Mike Daniels did everything he could to earn his way to the Super Bowl.
He worked out ferociously in state-of-the-art gyms, inside and outside his home and, as the Big Game drew closer, in austere conference rooms and hotel hallways; with his coaches, personal trainers, and wife Heavenly. He used yoga, acupunture and cupping to get his body right.
And, activated from the practice squad on Saturday, he suited up and joined the Bengals on the field.
Who Dey think they’re gonna count him out? Nobody!
We’re conditioned to measure athletic success on scoreboards and, in that respect, his story might hurt your heart a little — a guy in the twilight of his career who comes thisclose to winning a ring.
But, I think Mike Daniels might be just the hero every Pop Warner player in the country needs to see.
At 32-years old, the former Packer has battled back from major injuries during his 10 years in the league. Drafted by the Packers the year after they won Super Bowl XLV, Daniels made an immediate impact. Ironically, he recovered a Matt Stafford fumble and ran it back for a touchdown his rookie year.
He gave the Packers and the Northeast Wisconsin community the best he had during his seven years with the team, earned a trip to the Pro Bowl in 2017 and could have retired proudly when the Packers terminated his contract in 2019. But, he soldiered on, played a year in Detroit and then signed with the Bengals as a free agent in 2020, and as an unrestricted free agent in 2021.

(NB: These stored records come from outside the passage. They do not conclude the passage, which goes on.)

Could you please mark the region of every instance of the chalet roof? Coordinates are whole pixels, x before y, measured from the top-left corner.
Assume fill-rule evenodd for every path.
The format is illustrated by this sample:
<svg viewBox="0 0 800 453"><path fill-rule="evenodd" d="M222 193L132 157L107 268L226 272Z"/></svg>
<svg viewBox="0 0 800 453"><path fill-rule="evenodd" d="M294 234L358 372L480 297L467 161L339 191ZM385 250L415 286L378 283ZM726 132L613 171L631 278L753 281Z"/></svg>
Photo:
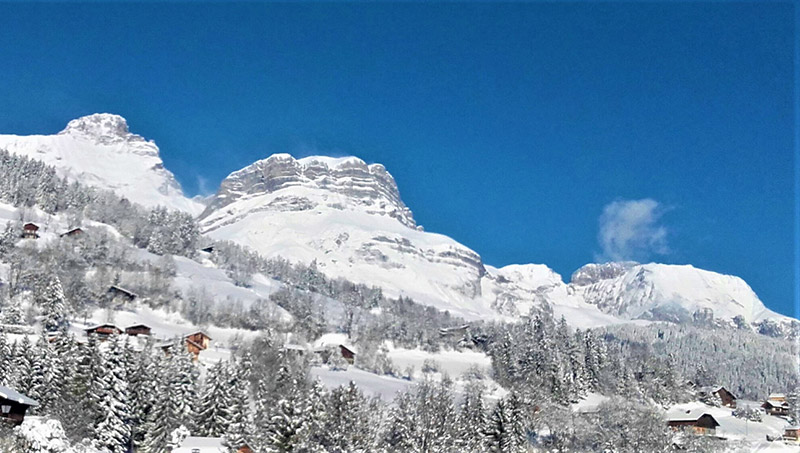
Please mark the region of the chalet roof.
<svg viewBox="0 0 800 453"><path fill-rule="evenodd" d="M786 401L781 400L766 400L764 402L764 406L772 406L772 407L789 407L789 403Z"/></svg>
<svg viewBox="0 0 800 453"><path fill-rule="evenodd" d="M87 331L87 332L88 332L88 331L90 331L90 330L97 330L97 329L99 329L99 328L101 328L101 327L111 327L111 328L113 328L113 329L117 329L117 330L119 330L120 332L122 332L122 329L120 329L119 327L115 326L114 324L109 324L109 323L107 323L107 324L97 324L97 325L94 325L94 326L92 326L92 327L88 327L88 328L86 328L86 329L83 329L83 330L85 330L85 331Z"/></svg>
<svg viewBox="0 0 800 453"><path fill-rule="evenodd" d="M285 344L283 345L283 349L288 349L290 351L307 351L308 348L301 345L301 344Z"/></svg>
<svg viewBox="0 0 800 453"><path fill-rule="evenodd" d="M37 225L35 223L28 222L25 225L22 225L22 229L23 230L38 230L39 229L39 225Z"/></svg>
<svg viewBox="0 0 800 453"><path fill-rule="evenodd" d="M343 333L326 333L314 342L315 351L323 350L331 346L343 346L353 354L358 354L355 346L350 343L350 339Z"/></svg>
<svg viewBox="0 0 800 453"><path fill-rule="evenodd" d="M786 399L785 393L770 393L768 400Z"/></svg>
<svg viewBox="0 0 800 453"><path fill-rule="evenodd" d="M26 406L33 406L36 407L39 405L35 400L28 398L27 396L23 395L22 393L17 392L14 389L10 389L8 387L4 387L0 385L0 398L5 398L7 400L16 401L20 404L24 404Z"/></svg>
<svg viewBox="0 0 800 453"><path fill-rule="evenodd" d="M147 328L147 329L149 329L149 328L150 328L150 326L148 326L147 324L134 324L134 325L132 325L132 326L128 326L128 327L126 327L125 329L135 329L135 328L137 328L137 327L145 327L145 328Z"/></svg>
<svg viewBox="0 0 800 453"><path fill-rule="evenodd" d="M127 290L127 289L125 289L125 288L123 288L121 286L118 286L118 285L111 285L111 287L108 288L108 290L109 291L112 291L112 290L113 291L119 291L121 293L125 293L125 294L128 294L128 295L133 296L133 297L137 297L137 294L135 292L129 291L129 290Z"/></svg>
<svg viewBox="0 0 800 453"><path fill-rule="evenodd" d="M704 407L673 408L667 412L667 420L671 422L696 422L704 415L708 415L719 426L719 422L713 415L709 414Z"/></svg>
<svg viewBox="0 0 800 453"><path fill-rule="evenodd" d="M723 387L721 385L707 385L707 386L700 387L699 389L697 389L697 391L699 393L708 393L708 394L717 393L720 390L725 390L726 392L728 392L731 395L731 397L733 399L736 399L736 395L734 395L733 392L731 392L730 390L726 389L725 387Z"/></svg>
<svg viewBox="0 0 800 453"><path fill-rule="evenodd" d="M244 447L246 444L239 445ZM223 445L221 437L197 437L189 436L181 442L180 447L172 450L173 453L191 453L199 451L200 453L227 453L228 447Z"/></svg>
<svg viewBox="0 0 800 453"><path fill-rule="evenodd" d="M83 232L83 228L73 228L73 229L71 229L69 231L65 231L65 232L61 233L61 236L67 236L69 234L78 233L78 232L82 233Z"/></svg>
<svg viewBox="0 0 800 453"><path fill-rule="evenodd" d="M208 338L209 340L213 340L213 338L211 338L211 336L210 336L210 335L208 335L207 333L203 332L202 330L196 330L196 331L194 331L194 332L187 333L186 335L184 335L184 336L183 336L183 338L186 338L186 337L191 337L192 335L197 335L198 333L199 333L200 335L202 335L202 336L204 336L204 337Z"/></svg>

He owes his decade in the league to honest hard work, the kind of effort that happens in quiet places after everyone else has gone home and, sometimes, at home again after that.
He posts snippets of his workouts on Instagram and I watched with fascination and admiration as he shoved aside tables and executive chairs to work out in his hotel during Super Bowl week. At the time, he wasn’t even listed on the Bengals active roster. I’d like every athlete who ever rode the bench to read that sentence again.
Mike Daniels worked out like a fiend so he’d be ready to play in the Super Bowl even though he wasn’t even added to the active roster until the day before it.
That’s the kind of athlete I want on my team. That’s the kind of human I want to be.
We like to think of the Super Bowl as a festival of glamour and show. But the path to it runs through some very quiet places where determined people work as hard as their bodies allow.
I’m not sure what’s next for the guy his Packer teammates called Diesel, but I’ll be rooting for him wherever he lands.
And I want to thank him for the inside look into the kind of effort it takes to play at least a decade in the NFL.